Of course, most IT projects involve software coding. Should this activity be placed in the WIKI as well with the WIKI acting as some sort of source control mechanism where developers check their code in and out? Of course not.
By necessity, users must exploit different tools that have evolved over time to perform certain project tasks (ARIS process design tool, test tools, etc.). However, since many of these tools are also Web-based as is the WIKI, then it is possible to embed them in the WIKI. The use of the Gliffy Plug-in for SDN/BPX WIKI has finally arrived shows one example of the use of WIKI plug-in technology to deal with these media breaks. A first step might be the inclusion of these other tools via URL. The next step might be the inclusion of these tools via the WIKI plug-in which would mean the inclusion of WIKI-specific characteristics in these tools.

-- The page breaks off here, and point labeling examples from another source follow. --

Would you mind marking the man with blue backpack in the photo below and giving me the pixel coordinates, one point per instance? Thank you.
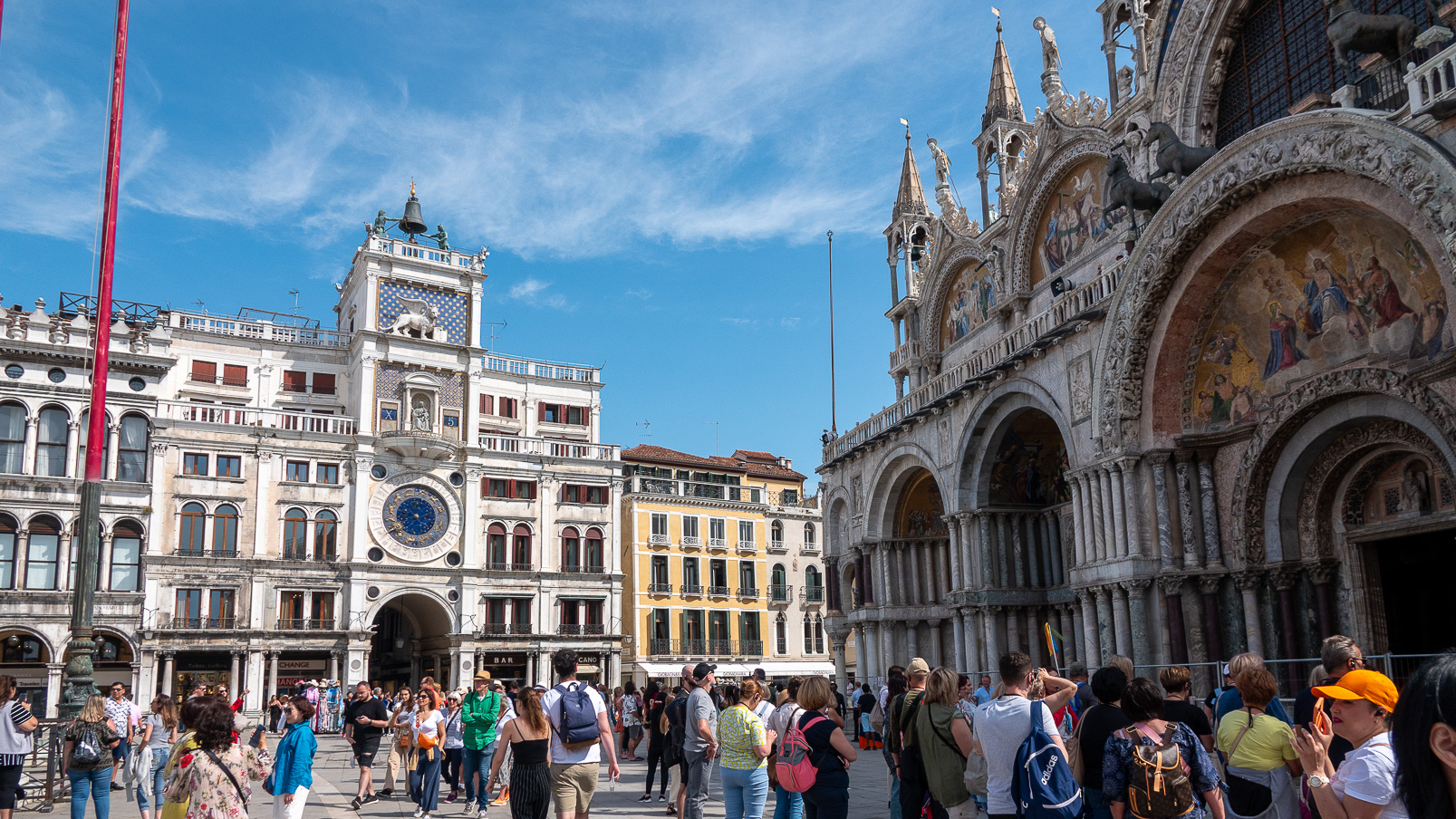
(578, 732)
(1027, 771)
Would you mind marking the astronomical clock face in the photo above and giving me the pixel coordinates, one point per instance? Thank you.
(415, 516)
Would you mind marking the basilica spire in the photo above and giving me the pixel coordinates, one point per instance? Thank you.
(1004, 102)
(911, 194)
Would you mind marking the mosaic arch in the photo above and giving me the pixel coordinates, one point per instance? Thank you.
(969, 302)
(1031, 465)
(1322, 291)
(1070, 221)
(921, 509)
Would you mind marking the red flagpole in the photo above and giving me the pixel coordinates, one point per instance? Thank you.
(79, 681)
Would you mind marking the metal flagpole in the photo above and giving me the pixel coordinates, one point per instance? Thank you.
(834, 396)
(79, 682)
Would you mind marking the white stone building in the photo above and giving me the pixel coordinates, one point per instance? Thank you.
(383, 501)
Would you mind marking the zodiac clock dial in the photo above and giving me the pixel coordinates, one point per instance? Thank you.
(415, 516)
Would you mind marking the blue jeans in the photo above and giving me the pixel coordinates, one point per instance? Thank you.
(744, 793)
(786, 805)
(477, 761)
(894, 785)
(150, 785)
(1094, 805)
(96, 785)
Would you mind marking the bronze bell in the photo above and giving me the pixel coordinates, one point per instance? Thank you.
(414, 221)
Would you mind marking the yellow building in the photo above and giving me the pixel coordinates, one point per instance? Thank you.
(724, 564)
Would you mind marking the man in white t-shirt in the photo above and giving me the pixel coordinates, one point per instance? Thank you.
(1002, 727)
(574, 771)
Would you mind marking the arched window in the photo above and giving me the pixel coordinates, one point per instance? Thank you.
(779, 583)
(44, 553)
(189, 537)
(225, 531)
(12, 437)
(7, 528)
(296, 535)
(496, 545)
(596, 552)
(570, 550)
(522, 547)
(131, 453)
(126, 557)
(50, 442)
(325, 535)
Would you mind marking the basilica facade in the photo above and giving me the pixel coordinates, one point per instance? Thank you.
(1180, 384)
(381, 499)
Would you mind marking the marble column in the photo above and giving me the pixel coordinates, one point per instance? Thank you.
(1079, 516)
(1137, 614)
(1091, 634)
(1172, 602)
(1105, 626)
(1211, 623)
(1118, 513)
(1158, 463)
(1249, 583)
(1213, 553)
(1185, 518)
(1132, 505)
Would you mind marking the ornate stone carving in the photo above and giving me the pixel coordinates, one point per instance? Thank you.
(1326, 141)
(1297, 408)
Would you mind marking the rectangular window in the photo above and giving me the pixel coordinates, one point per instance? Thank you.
(294, 381)
(194, 465)
(204, 371)
(235, 376)
(188, 610)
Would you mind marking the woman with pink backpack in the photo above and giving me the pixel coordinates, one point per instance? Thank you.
(815, 756)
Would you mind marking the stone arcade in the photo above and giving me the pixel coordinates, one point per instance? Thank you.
(1229, 429)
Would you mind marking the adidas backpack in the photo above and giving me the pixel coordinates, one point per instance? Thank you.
(794, 768)
(1043, 785)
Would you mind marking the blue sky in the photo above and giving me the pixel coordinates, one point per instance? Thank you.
(654, 180)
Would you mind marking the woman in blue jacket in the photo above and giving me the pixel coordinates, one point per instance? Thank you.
(293, 761)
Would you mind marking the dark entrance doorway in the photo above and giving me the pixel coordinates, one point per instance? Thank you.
(1415, 576)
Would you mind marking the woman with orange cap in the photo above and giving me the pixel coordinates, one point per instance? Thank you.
(1363, 787)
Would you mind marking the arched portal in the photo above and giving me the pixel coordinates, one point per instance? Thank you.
(410, 641)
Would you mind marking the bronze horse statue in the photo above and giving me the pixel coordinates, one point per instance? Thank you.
(1174, 156)
(1388, 35)
(1126, 192)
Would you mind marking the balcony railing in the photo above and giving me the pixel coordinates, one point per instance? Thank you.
(551, 448)
(304, 624)
(641, 485)
(196, 623)
(507, 629)
(1004, 351)
(218, 415)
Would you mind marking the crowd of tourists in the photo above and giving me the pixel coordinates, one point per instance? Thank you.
(1036, 745)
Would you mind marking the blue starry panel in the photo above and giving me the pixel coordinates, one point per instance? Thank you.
(453, 309)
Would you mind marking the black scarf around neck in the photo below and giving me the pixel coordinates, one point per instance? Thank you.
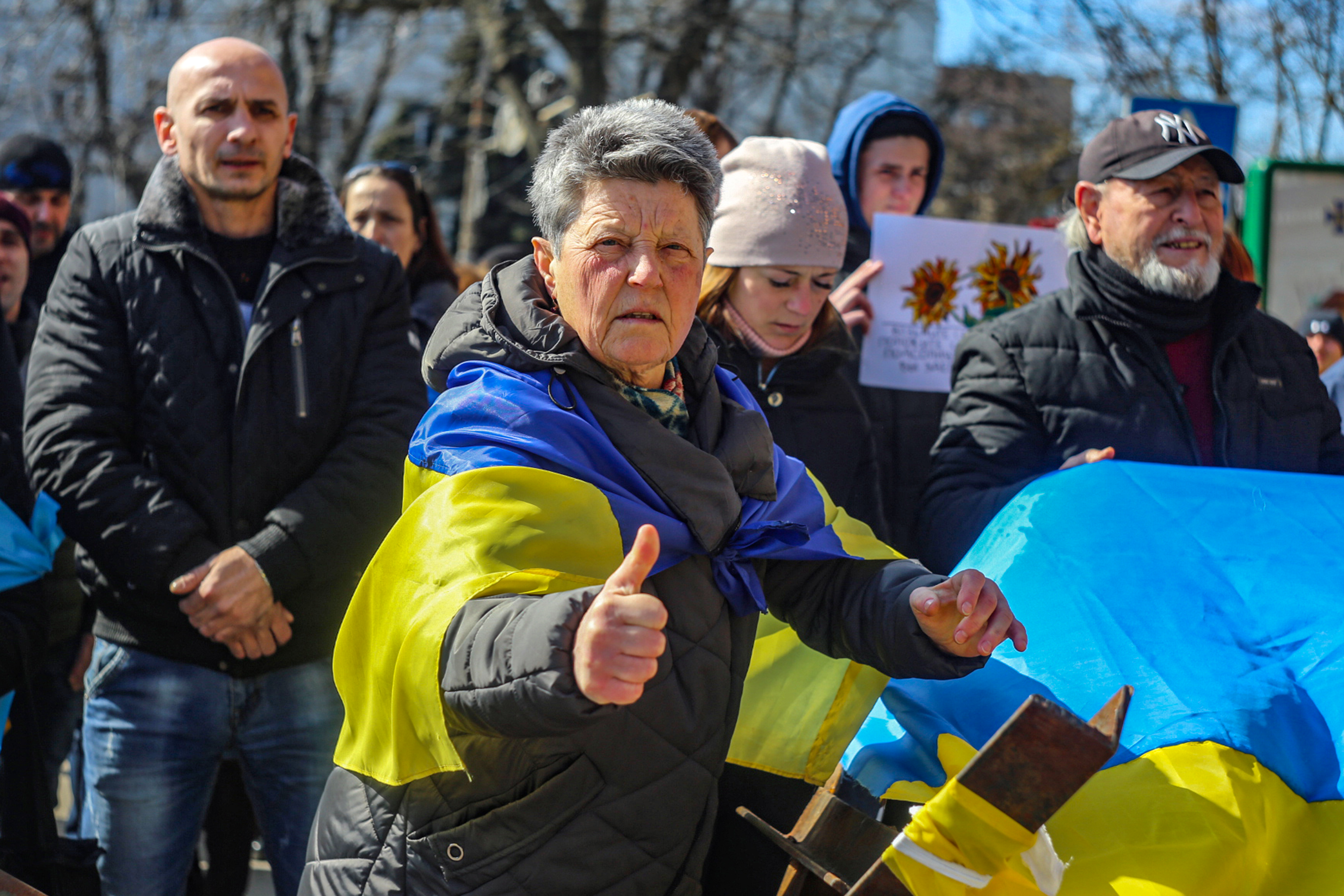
(1167, 319)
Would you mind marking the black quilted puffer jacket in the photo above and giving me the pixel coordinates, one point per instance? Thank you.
(568, 798)
(1070, 373)
(167, 434)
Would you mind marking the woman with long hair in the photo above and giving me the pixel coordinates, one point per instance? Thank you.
(779, 241)
(386, 202)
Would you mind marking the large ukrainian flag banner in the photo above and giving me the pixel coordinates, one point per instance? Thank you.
(1220, 596)
(513, 487)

This problem is also evident in the transition between phases. I have written various blogs about the problems associated with transferring data from process design environments to the process run time environments. The problem is also evident in the use of the WIKI. When I create a Gliffy Diagram in the WIKI that should be used as the basis for a UI diagram in Visual Composer, the UI expert has to recreate the UI design from scratch rather than using my initial sketch in Gliffy as a basis. There is supposed to be a Gliffy API coming but the transition between phases still requires many manual actions.

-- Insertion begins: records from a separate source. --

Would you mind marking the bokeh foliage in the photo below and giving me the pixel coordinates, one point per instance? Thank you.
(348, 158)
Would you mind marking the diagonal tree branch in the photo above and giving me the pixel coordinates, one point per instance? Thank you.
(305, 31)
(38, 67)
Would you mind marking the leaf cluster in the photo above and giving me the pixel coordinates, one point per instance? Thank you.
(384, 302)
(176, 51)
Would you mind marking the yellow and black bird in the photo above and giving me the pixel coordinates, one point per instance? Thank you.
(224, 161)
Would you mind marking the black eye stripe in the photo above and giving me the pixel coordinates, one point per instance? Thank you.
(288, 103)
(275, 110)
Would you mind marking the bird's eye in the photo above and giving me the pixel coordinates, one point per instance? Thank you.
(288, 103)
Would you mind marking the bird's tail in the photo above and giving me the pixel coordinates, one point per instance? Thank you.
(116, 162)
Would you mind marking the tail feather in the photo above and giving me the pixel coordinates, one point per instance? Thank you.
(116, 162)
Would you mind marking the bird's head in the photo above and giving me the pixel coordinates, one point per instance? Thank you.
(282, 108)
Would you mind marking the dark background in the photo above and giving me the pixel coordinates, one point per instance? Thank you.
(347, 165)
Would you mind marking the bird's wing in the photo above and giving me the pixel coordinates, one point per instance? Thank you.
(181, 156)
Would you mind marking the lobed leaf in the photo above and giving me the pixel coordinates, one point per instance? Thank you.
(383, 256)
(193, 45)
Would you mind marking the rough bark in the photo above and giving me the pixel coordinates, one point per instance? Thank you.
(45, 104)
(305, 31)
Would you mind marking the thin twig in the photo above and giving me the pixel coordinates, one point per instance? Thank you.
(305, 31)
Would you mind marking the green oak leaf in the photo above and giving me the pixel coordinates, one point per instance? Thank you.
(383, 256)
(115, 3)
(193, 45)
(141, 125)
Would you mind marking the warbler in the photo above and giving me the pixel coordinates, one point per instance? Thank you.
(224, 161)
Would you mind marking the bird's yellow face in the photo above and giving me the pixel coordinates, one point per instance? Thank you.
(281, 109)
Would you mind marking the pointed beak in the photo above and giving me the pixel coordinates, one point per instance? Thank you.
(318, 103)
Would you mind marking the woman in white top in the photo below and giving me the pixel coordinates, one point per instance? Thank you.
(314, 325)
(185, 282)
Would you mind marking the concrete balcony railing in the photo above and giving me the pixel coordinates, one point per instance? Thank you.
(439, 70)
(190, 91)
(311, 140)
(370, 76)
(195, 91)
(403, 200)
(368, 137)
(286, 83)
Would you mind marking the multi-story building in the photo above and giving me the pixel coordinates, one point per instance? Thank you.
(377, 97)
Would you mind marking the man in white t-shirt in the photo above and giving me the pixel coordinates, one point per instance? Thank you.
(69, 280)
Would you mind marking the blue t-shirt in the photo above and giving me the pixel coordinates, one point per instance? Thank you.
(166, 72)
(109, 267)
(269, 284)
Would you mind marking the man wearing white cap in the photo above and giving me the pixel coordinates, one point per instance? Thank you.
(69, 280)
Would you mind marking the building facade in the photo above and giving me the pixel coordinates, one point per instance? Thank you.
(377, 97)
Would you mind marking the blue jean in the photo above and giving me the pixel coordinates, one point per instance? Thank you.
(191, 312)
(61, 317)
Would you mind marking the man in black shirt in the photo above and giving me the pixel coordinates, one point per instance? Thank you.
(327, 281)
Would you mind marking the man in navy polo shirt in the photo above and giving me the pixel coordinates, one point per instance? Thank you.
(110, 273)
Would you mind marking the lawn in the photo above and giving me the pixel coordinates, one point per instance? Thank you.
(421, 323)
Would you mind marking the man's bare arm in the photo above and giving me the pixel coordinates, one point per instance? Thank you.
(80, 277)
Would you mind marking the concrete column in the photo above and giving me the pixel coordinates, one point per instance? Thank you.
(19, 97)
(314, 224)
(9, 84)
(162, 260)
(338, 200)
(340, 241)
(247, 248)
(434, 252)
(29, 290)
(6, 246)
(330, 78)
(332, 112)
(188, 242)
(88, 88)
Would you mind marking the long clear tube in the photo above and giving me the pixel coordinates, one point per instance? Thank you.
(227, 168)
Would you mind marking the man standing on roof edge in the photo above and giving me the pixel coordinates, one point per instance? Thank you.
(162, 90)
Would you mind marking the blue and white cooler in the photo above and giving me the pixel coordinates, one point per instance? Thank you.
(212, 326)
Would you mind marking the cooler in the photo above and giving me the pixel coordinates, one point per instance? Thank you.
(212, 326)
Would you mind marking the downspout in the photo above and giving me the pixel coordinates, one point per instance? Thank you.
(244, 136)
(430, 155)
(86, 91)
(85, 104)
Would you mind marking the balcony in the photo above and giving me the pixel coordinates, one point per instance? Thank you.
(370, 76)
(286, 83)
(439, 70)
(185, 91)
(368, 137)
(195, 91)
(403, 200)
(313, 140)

Although there are a variety of plug-ins for the WIKI, there will always be some sort of project content that doesn’t fit the WIKI model.
Although there are some project artifacts that are not ideal for the WIKI, there are other content types which are important in projects and sometimes often go unnoticed and undocumented. Through the use of scripts in the Big Machines Pilot, we are attempting to document the interactions of project members which is often a project information source that is missing. We are using those conversations that take place in Instant Message chat sessions and transferring them to the WIKI. In this way, it is possible to see how project decisions were based. Although the final decisions are often documented, the process of reaching these decisions is often not present.
I think based on what I have seen in the Community Project, it can be said that E2.0 usage is appropriate for certain types of projects (at least based on existing model of IT projects in corporate setting)s. For example, environments in which project participation is voluntary but the potential user group is restricted to users with a certain motivation to contribute may be the most appropriate for E2.0 usage. One example of this environment might be on a company’s extranet where different customers might work together on a project improving a process that affects all.
I too am product of a corporate culture that determines how I judge projects and which characteristics I value in projects. My experiences in this environment are also evident in my demand for structure and consistency. When I start a new project, I’d like to be able to reuse the experience I’ve gained on previous projects (concerning how a project should be run, what steps/tasks are present and in what order, etc.).
Perhaps, it is these assumptions concerning projects that must be changed. Perhaps, the structure of a project should be newly defined by those involved every time a new project starts. What we need is a new definition of the “corporate project” that reflects the changing face of the cutting edge technology present in E2.0 platforms. The fact that this might threaten corporate institutions (such as KPIs and computer metrics) is a given.
The definition of this new type of corporate project based on E2.0 collaboration will be the challenge that awaits us all.